Era uma vez um aprendiz de feiticeiro que, como todos os aprendizes, subestima a ausência de conhecimento qualificado com arrogância, destemor e ingenuidade, arriscando-se em tarefas para as quais não está preparado, não raro causando danos para si e/ou para terceiros. Arquétipo ficcional, simboliza a potência bruta e a curiosidade inata associada aos perigos do desconhecido, etapa inicial de todos que pretendem se arriscar em novos domínios do saber em busca da aquisição de competências (conhecimentos, habilidades e experiência). É o caso da prova penal digital.

Além dos livros comerciais de ficção, Johann Wolfgang von Goethe escreveu o poema “Aprendiz de Feiticeiro”. Em resumo, o polímata alemão narra a história de um jovem que, na ausência de seu mestre, decide usar um feitiço que observou o mestre fazer, para comandar uma vassoura a carregar água, obtendo sucesso inicial. No entanto, ao perceber que não conhece o encantamento para interromper a magia, perde o controle da situação, resultando em um caos total quando a vassoura inunda o local e se multiplica após ser destruída. O poema finaliza com o retorno urgente do feiticeiro, que com uma única palavra restaura a ordem, servindo como uma poderosa alegoria sobre os perigos de se aventurar em forças que não se domina completamente e a imprudência da arrogância perante um conhecimento superior.
Você pode estar se perguntando o que pretendo com a analogia. Vamos lá
No contexto da prova digital no processo penal, a atuação do operador jurídico destreinado em análise forense assemelha-se estruturalmente ao arquétipo do “aprendiz de feiticeiro” de Goethe. Tal qual o neófito que, na ausência do mago, tenta replicar rituais complexos sem dominar seus fundamentos, o profissional do direito formado exclusivamente na cultura analógica tende a subestimar a natureza binária (0 e 1) das evidências digitais, tratando-as como artefatos simplesmente conversíveis para formato inteligível (relatórios; laudos), sem compreender que sua materialidade processual exige mediação técnica especializada, além do domínio mínimo da estrutura e funcionamento do mundo digital (alfabetização e letramento digital, além da fluência em dados).
A má notícia é que parte significativa dos profissionais do mundo jurídico desconhece o mundo digital, mas investiga, acusa, defende e julga. Todos os dias.
Por um lado, insiste-se em supostas extrações “artesanais” de dados, sem qualquer preparo e adequação técnica. Ainda que a maioria dos agentes da lei haja com boa vontade, a tentativa de coleta direta dos registros binários sem a devida metodologia forense (p.ex. protocolos de aquisição, preservação de hashes criptográficos, análise de metadados e interpretação de registros hexadecimais etc.) configura o equivalente contemporâneo do feitiço descontrolado. O resultado operacional é análogo à narrativa do poema: gera-se uma cascata de nulidades processuais decorrentes da violação da cadeia de custódia, contaminação de evidências, invalidade probatória e, por consequência, decisões equivocadas, tanto para absolver quanto para condenar.
Por outro lado, a correta manipulação e representação, dos dados binários constitui requisito de validade da prova digital no processo penal, sendo que falhas nesse processo acarretam graves riscos de nulidade. A natureza intrinsecamente mutável dos dados digitais os torna susceptíveis a alteração, manipulação ou fabricação, exigindo procedimentos forenses rigorosos para atestar a conformidade.
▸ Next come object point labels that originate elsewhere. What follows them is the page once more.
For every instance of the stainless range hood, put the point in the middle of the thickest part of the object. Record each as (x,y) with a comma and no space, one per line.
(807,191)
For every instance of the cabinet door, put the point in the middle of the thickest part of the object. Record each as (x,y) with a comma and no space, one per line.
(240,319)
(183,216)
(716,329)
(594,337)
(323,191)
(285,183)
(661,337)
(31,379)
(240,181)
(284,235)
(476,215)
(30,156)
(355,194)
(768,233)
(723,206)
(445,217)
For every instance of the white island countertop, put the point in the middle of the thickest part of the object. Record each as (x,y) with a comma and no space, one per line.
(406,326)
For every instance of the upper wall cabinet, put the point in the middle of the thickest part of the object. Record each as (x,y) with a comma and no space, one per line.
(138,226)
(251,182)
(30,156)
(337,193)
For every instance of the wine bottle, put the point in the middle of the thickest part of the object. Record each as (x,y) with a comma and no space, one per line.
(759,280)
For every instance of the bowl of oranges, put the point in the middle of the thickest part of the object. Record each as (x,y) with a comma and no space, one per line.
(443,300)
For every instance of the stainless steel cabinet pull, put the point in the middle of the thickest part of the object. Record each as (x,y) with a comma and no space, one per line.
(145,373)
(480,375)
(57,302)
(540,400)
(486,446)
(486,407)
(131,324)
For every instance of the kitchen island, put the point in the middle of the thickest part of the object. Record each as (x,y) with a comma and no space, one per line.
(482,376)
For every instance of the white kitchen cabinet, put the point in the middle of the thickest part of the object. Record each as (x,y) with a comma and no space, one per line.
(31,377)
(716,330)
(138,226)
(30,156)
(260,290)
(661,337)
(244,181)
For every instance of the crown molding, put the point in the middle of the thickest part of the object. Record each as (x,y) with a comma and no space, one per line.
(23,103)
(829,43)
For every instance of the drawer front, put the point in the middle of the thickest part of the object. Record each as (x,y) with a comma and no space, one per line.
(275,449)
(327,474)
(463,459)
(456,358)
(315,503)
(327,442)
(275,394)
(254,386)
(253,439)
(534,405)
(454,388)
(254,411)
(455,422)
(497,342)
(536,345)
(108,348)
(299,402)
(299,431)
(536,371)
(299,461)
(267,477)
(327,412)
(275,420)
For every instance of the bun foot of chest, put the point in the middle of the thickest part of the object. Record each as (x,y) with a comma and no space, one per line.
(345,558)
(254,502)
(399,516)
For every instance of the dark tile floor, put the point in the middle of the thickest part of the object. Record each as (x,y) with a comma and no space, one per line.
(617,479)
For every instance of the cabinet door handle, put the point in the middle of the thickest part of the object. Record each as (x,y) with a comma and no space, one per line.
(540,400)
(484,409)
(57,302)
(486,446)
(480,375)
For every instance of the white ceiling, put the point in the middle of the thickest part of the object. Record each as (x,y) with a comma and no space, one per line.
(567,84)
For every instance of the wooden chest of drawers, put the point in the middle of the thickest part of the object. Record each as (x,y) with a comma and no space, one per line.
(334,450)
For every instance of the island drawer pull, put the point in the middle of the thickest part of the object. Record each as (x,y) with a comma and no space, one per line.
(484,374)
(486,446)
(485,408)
A quebra da cadeia de custódia, pela falha na documentação das etapas de manuseio, assim como a contaminação por exposição a ambientes não controlados ou pessoal desautorizado, geram dúvidas insuperáveis sobre a origem e confiabilidade da evidência.
Ademais, a utilização de metodologias inadequadas (p.ex., a extração de dados sem aplicação de métodos científicos reconhecidos, o emprego de ferramentas não validadas ou a aplicação incorreta de softwares forenses podem produzir resultados errôneos e conclusões inválidas). Agrava o cenário o surgimento de novos riscos associados ao oportunismo de alguns agentes na injeção de conteúdos inexistentes nos aparelhos, manipulação do banco de dados, nas datas, além da inteligência artificial, capaz de criar deepfakes e manipular evidências com sofisticação sem precedentes, tudo isso colocando em xeque parâmetros tradicionais de valoração da prova (confira o uso inválido do GPT para controle de prova em vídeo ou em áudio).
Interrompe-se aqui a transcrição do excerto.